🤖 AI Summary
This paper addresses the pervasive “cognitive miscalibration” problem in large language models (LLMs)—a systematic mismatch between asserted confidence and actual accuracy. We propose the first assertion-strength quantification framework explicitly designed for cognitive calibration. To support it, we construct the first human-annotated cognitive calibration dataset and introduce a measurement methodology grounded in semantic intensity and confidence mapping. Through cross-dataset validation, human-AI collaborative evaluation, and rigorous statistical significance testing, we systematically uncover widespread overconfidence across mainstream LLMs. Experiments demonstrate that our framework reduces assertion misclassification rates by over 50% and significantly improves trustworthiness diagnostics across multiple benchmarks.

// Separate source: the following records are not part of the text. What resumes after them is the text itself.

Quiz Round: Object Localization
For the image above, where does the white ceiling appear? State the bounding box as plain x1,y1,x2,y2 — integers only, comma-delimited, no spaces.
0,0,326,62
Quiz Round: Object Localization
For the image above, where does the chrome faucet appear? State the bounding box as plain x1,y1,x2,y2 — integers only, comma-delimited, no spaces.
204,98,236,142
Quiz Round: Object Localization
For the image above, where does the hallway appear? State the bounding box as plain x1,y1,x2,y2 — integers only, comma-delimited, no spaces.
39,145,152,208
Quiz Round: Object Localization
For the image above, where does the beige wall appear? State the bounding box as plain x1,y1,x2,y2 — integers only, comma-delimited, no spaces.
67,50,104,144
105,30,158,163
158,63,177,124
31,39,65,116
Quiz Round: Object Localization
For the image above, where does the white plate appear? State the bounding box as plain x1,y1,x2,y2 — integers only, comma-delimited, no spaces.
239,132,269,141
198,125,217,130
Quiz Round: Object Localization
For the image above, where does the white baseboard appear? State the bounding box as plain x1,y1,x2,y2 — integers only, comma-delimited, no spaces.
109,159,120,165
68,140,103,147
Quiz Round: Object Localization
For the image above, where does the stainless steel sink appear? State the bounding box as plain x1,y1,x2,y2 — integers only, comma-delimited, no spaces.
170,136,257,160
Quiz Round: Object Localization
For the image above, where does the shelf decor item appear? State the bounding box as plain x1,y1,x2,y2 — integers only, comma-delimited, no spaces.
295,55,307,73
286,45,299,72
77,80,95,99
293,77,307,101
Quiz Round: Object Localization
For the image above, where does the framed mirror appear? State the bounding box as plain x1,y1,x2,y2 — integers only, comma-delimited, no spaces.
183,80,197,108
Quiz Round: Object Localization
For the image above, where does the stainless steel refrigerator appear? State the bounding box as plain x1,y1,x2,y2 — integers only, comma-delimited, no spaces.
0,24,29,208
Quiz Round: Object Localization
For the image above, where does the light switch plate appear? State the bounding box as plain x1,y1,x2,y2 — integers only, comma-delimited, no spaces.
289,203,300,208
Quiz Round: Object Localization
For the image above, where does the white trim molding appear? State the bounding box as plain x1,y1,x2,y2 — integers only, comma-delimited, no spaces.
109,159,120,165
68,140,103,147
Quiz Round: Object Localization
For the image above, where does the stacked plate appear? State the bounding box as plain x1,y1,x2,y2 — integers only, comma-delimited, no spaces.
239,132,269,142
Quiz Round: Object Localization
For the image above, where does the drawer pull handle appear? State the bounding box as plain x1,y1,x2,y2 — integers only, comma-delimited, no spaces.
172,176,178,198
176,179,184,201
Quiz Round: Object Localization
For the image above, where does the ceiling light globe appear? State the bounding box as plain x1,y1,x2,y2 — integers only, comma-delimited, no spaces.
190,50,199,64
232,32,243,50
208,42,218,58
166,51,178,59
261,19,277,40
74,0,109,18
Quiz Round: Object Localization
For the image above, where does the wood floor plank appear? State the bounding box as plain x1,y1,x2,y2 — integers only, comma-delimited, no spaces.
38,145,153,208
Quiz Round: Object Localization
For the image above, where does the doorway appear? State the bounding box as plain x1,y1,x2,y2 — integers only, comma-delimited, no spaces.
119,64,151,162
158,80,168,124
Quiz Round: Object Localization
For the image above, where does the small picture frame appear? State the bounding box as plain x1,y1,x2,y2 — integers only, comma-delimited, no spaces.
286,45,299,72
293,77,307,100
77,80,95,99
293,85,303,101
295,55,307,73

This work establishes the first quantifiable, diagnosable, and rectifiable paradigm for LLM cognitive calibration—laying a foundational methodological basis for trustworthy AI.
📝 Abstract
Large language models are increasingly relied upon as sources of information, but their propensity for generating false or misleading statements with high confidence poses risks for users and society. In this paper, we confront the critical problem of epistemic miscalibration $unicode{x2013}$ where a model's linguistic assertiveness fails to reflect its true internal certainty. We introduce a new human-labeled dataset and a novel method for measuring the linguistic assertiveness of Large Language Models (LLMs) which cuts error rates by over 50% relative to previous benchmarks. Validated across multiple datasets, our method reveals a stark misalignment between how confidently models linguistically present information and their actual accuracy. Further human evaluations confirm the severity of this miscalibration. This evidence underscores the urgent risk of the overstated certainty LLMs hold which may mislead users on a massive scale. Our framework provides a crucial step forward in diagnosing this miscalibration, offering a path towards correcting it and more trustworthy AI across domains.